November 2017 Industrial Production
Submitted by Atlas Indicators Investment Advisors on December 21st, 2017Industrial production continued growing in November 2017 according to the Federal Reserve. Rising 0.2 percent, this modest uptick followed the upwardly revised tally of 1.2 percent (originally 0.9 percent) in October. Including this third consecutive monthly gain, industrial production has increased 3.4 percent during the past year.
Industry group readings were mixed. Manufacturing, the largest of the three, gained 0.2 percent and is now 2.4 percent higher than a year earlier; virtually all of the monthly uptick was attributed to durable goods which increased 0.4 percent. Mining output jumped 2.0 percent as oil and gas extractions led the category. Despite the good news from these first two segments of industrial output, utilities declined 1.9 percent as falling demand for electricity outweighed the increasing need for natural gas.
While capacity utilization improved in November, it remained below its long-run average. America’s industrial base used 77.1 percent of its potential, up from 77.0 percent in October. All three major categories fell short of their individual long-term trends for capacity utilization as well.

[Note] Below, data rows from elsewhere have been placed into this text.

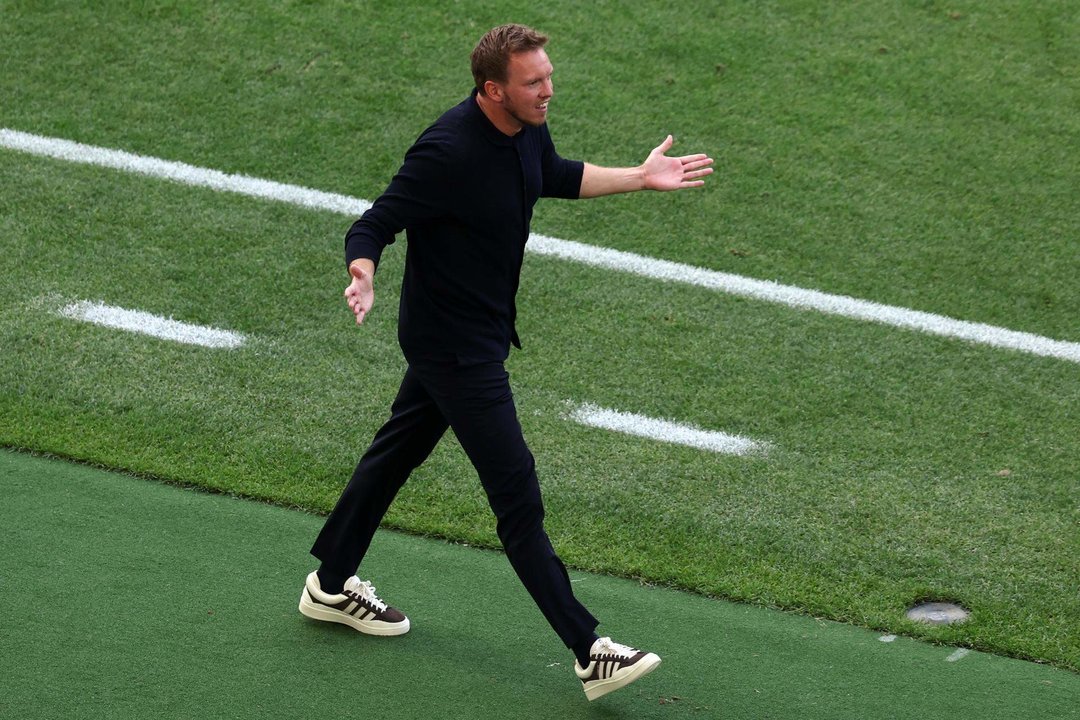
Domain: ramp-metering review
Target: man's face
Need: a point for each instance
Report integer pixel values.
(528, 87)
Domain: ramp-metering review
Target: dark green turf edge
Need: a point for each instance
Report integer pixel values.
(127, 598)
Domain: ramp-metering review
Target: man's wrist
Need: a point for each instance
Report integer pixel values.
(366, 265)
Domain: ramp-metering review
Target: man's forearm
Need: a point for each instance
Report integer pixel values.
(597, 181)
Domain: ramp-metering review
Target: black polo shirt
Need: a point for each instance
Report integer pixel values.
(464, 198)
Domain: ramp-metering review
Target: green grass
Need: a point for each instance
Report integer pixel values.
(160, 623)
(915, 154)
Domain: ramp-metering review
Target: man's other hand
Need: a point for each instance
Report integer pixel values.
(663, 173)
(360, 295)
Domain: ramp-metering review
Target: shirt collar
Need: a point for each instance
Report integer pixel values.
(489, 131)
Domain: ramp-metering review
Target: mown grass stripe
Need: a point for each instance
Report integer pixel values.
(665, 431)
(166, 328)
(591, 255)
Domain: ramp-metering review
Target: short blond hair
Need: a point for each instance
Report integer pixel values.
(490, 57)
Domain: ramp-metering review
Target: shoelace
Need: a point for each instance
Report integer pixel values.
(366, 591)
(605, 647)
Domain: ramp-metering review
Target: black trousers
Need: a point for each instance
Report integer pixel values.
(476, 402)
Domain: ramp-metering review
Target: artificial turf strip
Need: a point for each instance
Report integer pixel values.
(131, 598)
(910, 153)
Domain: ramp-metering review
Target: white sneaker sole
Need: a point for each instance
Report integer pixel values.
(315, 611)
(642, 667)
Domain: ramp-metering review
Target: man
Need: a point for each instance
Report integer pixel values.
(464, 197)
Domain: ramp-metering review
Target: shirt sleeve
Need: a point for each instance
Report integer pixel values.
(421, 191)
(562, 178)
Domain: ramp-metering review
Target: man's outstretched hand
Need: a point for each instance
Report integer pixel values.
(663, 173)
(360, 295)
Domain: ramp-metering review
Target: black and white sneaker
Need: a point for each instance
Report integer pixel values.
(358, 607)
(611, 666)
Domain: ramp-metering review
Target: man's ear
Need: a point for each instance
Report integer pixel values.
(493, 91)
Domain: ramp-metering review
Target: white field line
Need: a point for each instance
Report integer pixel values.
(959, 654)
(166, 328)
(591, 255)
(666, 431)
(77, 152)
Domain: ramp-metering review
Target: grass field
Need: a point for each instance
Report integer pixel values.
(916, 154)
(210, 655)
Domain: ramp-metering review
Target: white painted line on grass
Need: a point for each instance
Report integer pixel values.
(166, 328)
(61, 149)
(797, 297)
(591, 255)
(665, 431)
(959, 654)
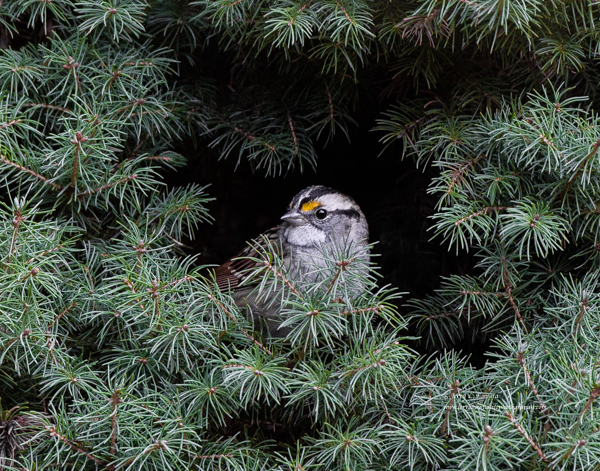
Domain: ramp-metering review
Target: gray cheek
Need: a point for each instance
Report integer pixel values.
(306, 235)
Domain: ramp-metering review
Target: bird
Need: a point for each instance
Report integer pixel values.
(319, 220)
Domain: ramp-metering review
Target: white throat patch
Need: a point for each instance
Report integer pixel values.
(305, 235)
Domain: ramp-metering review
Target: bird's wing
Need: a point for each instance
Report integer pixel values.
(231, 273)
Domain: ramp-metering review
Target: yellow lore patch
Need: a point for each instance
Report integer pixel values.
(310, 205)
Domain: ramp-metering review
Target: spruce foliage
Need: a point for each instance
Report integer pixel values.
(119, 352)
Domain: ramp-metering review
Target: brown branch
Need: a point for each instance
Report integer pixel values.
(54, 433)
(18, 219)
(521, 359)
(50, 107)
(280, 275)
(115, 401)
(487, 209)
(65, 310)
(293, 133)
(346, 14)
(454, 389)
(11, 123)
(30, 172)
(459, 172)
(234, 320)
(594, 394)
(464, 292)
(208, 457)
(527, 437)
(107, 186)
(375, 309)
(44, 253)
(331, 110)
(131, 287)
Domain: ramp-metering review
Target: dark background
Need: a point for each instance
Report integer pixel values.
(391, 191)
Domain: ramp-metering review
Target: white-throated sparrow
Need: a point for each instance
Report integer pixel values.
(319, 221)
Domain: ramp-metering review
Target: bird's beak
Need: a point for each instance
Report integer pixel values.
(294, 217)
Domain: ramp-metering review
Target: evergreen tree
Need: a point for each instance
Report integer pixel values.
(119, 352)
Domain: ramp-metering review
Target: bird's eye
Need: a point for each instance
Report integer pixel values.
(321, 213)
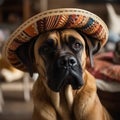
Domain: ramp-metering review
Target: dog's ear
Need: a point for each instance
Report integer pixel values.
(26, 54)
(92, 47)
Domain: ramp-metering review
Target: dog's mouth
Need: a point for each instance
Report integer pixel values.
(63, 77)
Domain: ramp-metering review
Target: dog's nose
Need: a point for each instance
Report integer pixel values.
(67, 61)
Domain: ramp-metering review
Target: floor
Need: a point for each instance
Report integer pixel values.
(15, 107)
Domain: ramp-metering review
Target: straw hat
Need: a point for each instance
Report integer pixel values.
(87, 22)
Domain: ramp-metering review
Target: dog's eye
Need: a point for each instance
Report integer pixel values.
(76, 46)
(45, 49)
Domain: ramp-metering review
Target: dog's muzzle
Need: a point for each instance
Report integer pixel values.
(66, 70)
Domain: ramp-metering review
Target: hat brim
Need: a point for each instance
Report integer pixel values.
(87, 22)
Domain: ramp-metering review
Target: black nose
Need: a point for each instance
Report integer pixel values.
(67, 61)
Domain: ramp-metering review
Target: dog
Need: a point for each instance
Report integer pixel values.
(64, 90)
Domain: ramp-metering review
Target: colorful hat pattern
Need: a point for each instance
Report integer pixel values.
(87, 22)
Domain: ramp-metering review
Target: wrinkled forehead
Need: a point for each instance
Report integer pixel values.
(59, 36)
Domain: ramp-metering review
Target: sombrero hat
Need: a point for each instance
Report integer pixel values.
(87, 22)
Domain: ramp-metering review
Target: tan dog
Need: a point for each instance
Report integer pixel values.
(65, 90)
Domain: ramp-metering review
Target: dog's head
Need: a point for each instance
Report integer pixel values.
(60, 57)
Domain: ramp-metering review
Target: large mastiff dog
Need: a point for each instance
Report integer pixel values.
(65, 90)
(56, 44)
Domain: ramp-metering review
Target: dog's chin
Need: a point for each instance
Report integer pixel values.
(70, 77)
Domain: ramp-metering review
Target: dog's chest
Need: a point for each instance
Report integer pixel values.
(64, 109)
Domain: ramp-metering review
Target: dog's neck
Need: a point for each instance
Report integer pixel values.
(67, 96)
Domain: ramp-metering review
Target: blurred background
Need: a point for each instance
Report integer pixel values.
(15, 86)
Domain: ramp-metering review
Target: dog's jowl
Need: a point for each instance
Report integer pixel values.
(62, 58)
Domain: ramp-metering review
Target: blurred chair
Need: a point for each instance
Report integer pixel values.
(8, 74)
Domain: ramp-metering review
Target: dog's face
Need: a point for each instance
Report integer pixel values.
(60, 57)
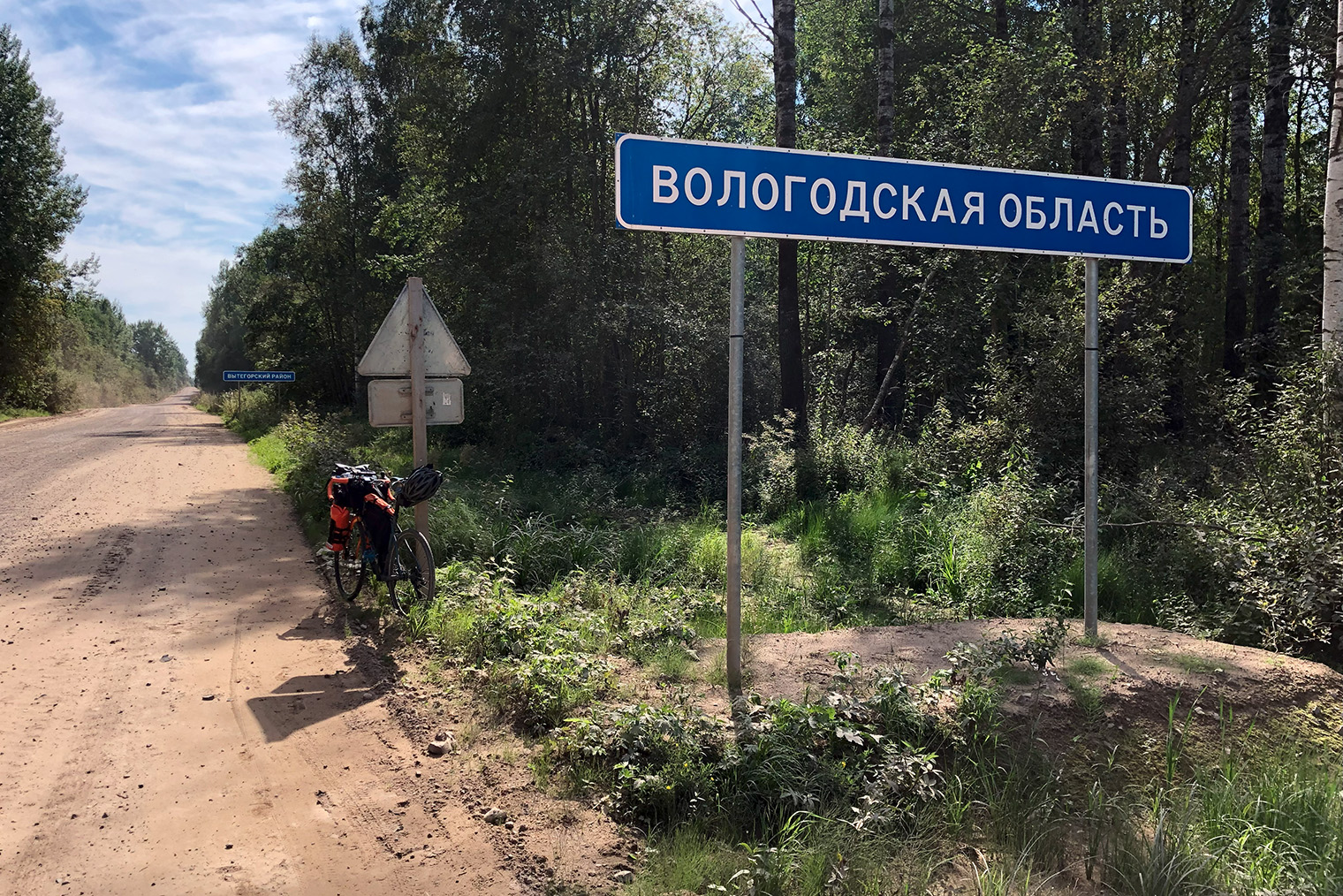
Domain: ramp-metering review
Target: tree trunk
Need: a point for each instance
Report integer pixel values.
(885, 74)
(885, 139)
(1119, 93)
(1272, 175)
(1185, 90)
(1088, 118)
(1239, 196)
(1332, 322)
(793, 395)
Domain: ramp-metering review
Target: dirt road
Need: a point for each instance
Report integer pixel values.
(176, 712)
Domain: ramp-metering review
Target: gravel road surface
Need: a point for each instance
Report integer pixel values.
(178, 714)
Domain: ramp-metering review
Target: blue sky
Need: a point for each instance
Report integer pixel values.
(167, 121)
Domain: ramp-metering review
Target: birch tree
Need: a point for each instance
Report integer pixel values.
(1332, 322)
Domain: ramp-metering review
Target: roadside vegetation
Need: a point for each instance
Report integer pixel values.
(565, 571)
(914, 418)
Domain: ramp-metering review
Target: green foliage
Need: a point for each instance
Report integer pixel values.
(850, 754)
(39, 204)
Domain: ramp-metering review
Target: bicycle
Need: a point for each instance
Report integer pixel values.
(407, 559)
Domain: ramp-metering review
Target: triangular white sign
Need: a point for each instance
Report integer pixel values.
(390, 353)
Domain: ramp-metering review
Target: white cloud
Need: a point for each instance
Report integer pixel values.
(167, 121)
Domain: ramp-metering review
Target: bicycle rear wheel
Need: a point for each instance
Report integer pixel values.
(351, 568)
(413, 575)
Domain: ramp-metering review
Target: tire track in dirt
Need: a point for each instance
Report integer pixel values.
(175, 725)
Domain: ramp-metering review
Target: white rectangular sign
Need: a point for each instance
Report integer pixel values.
(390, 402)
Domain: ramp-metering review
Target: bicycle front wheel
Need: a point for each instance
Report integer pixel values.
(351, 568)
(413, 579)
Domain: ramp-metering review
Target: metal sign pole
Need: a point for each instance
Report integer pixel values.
(1091, 353)
(736, 363)
(420, 428)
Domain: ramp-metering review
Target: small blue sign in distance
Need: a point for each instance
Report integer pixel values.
(699, 187)
(258, 376)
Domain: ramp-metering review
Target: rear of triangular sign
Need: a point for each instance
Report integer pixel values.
(390, 353)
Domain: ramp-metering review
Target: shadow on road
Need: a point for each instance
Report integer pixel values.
(307, 700)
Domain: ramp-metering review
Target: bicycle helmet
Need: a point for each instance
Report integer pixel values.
(421, 485)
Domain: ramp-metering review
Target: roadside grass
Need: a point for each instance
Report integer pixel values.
(554, 581)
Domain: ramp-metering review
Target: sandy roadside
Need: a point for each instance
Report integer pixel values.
(178, 714)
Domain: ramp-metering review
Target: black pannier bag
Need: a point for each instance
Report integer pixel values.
(361, 497)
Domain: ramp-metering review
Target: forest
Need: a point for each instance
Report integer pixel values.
(472, 144)
(914, 423)
(64, 345)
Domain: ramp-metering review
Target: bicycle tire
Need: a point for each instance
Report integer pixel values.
(413, 573)
(349, 567)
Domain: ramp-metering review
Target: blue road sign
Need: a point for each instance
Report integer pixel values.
(785, 194)
(258, 376)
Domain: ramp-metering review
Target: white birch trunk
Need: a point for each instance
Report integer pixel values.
(1332, 324)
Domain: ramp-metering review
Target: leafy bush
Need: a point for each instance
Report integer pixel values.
(849, 754)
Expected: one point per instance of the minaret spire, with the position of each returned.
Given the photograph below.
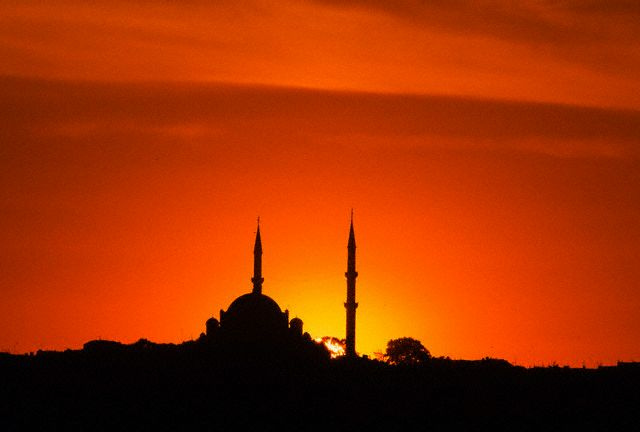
(351, 304)
(257, 278)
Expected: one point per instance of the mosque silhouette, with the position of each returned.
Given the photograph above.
(255, 319)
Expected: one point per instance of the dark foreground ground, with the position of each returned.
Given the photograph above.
(149, 387)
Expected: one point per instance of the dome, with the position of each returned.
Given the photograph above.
(254, 314)
(252, 303)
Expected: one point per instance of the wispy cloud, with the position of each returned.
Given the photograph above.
(45, 109)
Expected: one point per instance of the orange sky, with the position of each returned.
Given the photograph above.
(491, 153)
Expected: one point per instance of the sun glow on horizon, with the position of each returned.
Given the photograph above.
(333, 344)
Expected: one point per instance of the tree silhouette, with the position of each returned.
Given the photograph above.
(407, 351)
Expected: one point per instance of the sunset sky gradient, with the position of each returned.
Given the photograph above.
(491, 151)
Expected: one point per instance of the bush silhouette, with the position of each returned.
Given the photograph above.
(407, 351)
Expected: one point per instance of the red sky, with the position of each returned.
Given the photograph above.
(491, 153)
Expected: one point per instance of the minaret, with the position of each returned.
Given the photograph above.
(257, 278)
(351, 304)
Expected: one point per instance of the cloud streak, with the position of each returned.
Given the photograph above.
(42, 109)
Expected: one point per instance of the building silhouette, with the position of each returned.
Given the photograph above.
(255, 319)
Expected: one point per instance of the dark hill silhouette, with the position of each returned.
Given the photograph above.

Industrial production continued along a familiar path in November; it grew while continuing to fall short of its average capacity utilization rate. In other words, America’s economy appears to have the capability of producing greater volumes of physically made goods, but something is preventing firms from operating a “normal” rates. Fortunately, this should help minimize inflation if firms choose to increase their output in the future. Of course, our economy will need a catalyst to increase utilization. Some argue the new tax laws from Washington D.C. will do just that, but only time will tell.